From mom and pop diners to high-end eateries owned by Iron Chefs Morimoto, Mario Batali, and Bobby Flay, every restaurant in New York is a potential target. And settlement of these cases has not been cheap, with several recent settlements topping a million dollars.
There are a few reasons why restaurants have become the defendant du jour. First, there is still a cash element to the restaurant business. Where there is cash, games are often played.
Second, many illegal immigrants populate the kitchens and dining rooms of the restaurant industry. Some employers mistakenly believe that the illegal status of their employees exempts them from complying with the law.
Third, the restaurant industry is competitive and unforgiving to owners who cannot maintain service and quality. Unfortunately, some restaurants seek to increase their profit margins by denying employees the compensation they are due.

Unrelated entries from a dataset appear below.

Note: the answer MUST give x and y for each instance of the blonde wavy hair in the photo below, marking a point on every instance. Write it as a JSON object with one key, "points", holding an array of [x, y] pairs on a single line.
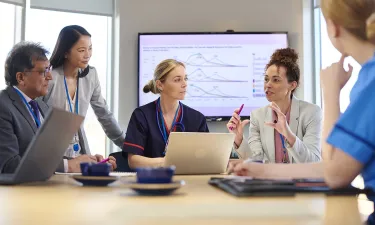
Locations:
{"points": [[161, 72]]}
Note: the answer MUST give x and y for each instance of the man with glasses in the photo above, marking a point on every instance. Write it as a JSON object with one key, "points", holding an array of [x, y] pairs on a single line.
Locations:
{"points": [[27, 73]]}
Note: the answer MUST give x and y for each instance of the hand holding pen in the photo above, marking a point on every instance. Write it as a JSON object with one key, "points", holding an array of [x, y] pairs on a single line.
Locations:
{"points": [[236, 126]]}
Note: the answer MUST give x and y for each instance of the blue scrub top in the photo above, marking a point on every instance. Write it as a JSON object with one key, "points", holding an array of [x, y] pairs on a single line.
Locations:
{"points": [[354, 132], [143, 136]]}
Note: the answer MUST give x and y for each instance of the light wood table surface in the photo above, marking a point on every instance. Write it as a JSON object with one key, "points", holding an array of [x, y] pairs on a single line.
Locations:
{"points": [[62, 200]]}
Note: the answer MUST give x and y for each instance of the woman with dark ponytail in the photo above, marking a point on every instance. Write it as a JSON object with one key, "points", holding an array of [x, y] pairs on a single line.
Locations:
{"points": [[75, 86]]}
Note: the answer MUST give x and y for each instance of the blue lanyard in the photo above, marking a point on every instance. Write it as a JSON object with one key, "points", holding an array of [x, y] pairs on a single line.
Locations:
{"points": [[37, 122], [68, 97], [163, 130]]}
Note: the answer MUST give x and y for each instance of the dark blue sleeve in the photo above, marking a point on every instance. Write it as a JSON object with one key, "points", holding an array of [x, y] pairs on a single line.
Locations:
{"points": [[354, 132], [136, 134]]}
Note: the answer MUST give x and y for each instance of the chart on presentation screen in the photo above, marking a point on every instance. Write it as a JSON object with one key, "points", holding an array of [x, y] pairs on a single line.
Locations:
{"points": [[217, 75]]}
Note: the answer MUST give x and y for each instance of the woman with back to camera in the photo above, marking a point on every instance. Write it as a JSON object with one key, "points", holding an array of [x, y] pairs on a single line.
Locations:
{"points": [[348, 140], [75, 86], [286, 131], [150, 124]]}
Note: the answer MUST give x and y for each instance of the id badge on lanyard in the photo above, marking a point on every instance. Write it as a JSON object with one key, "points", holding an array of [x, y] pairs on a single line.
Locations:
{"points": [[75, 143]]}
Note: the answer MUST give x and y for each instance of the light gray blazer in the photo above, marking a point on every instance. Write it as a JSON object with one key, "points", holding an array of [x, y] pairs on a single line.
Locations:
{"points": [[89, 93], [305, 122]]}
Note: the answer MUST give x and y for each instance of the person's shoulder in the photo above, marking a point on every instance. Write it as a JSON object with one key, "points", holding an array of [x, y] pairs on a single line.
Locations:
{"points": [[369, 65], [5, 101], [146, 109], [192, 112], [309, 107]]}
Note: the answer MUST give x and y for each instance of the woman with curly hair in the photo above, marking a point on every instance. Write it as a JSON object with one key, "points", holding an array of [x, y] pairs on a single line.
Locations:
{"points": [[288, 129]]}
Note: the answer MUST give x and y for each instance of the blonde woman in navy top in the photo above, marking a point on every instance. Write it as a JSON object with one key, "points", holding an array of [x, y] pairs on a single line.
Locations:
{"points": [[150, 125]]}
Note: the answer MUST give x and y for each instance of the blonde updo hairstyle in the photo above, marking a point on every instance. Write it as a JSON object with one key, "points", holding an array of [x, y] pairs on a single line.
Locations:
{"points": [[356, 16], [161, 72]]}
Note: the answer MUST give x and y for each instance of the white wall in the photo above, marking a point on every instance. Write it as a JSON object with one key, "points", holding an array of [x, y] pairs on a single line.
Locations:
{"points": [[199, 15]]}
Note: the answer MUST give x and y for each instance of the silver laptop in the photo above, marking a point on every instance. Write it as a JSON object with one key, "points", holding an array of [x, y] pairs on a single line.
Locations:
{"points": [[199, 153], [46, 149]]}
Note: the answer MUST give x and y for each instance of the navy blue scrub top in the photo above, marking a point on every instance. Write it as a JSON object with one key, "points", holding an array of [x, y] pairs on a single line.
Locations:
{"points": [[143, 136]]}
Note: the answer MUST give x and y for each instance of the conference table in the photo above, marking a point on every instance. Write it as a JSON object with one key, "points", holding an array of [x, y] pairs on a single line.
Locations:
{"points": [[62, 200]]}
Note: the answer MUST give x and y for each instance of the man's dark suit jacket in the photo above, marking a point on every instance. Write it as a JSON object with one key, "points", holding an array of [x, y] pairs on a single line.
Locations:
{"points": [[17, 128]]}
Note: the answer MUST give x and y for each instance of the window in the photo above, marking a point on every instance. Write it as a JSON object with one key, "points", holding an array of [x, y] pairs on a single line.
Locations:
{"points": [[10, 30], [44, 26], [330, 55]]}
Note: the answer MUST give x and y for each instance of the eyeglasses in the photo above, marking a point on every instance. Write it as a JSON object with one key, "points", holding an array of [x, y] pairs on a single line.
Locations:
{"points": [[41, 73]]}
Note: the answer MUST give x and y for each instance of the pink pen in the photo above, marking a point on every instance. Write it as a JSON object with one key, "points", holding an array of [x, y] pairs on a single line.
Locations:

Finally, there is an extraordinarily complicated set of laws governing the payment of restaurant employees. Even lawyers and accountants who are supposed to guide restaurants are often confused by the legal requirements under the Fair Labor Standards Act and the New York Labor Law.
Taken together, these factors create an ideal recipe for lawsuits. To stay out of court, restaurants must familiarize themselves with terms such as “tip credit,” “spread of hours,” and the “80/20 Rule” and should be vigilant about recordkeeping of their workers’ pay and hours.
Most importantly, restaurants must resist the temptation to dip into the tips of their waitstaff. Waiters toil at a minimum wage of $5.00 per hour in New York, and they depend on tips for the majority of their income. Owners are strictly prohibited under the law from diverting tips left by customers for service to managers, kitchen staff, and other employees who do not perform direct customer service. The penalties for violating this prohibition compound so rapidly that even minor violations could put a restaurant out of business.
So, if you are a restaurant owner, this National Waiter and Waitress Day make sure you are paying your waiters the right way. Otherwise, they may be serving you with a lawsuit.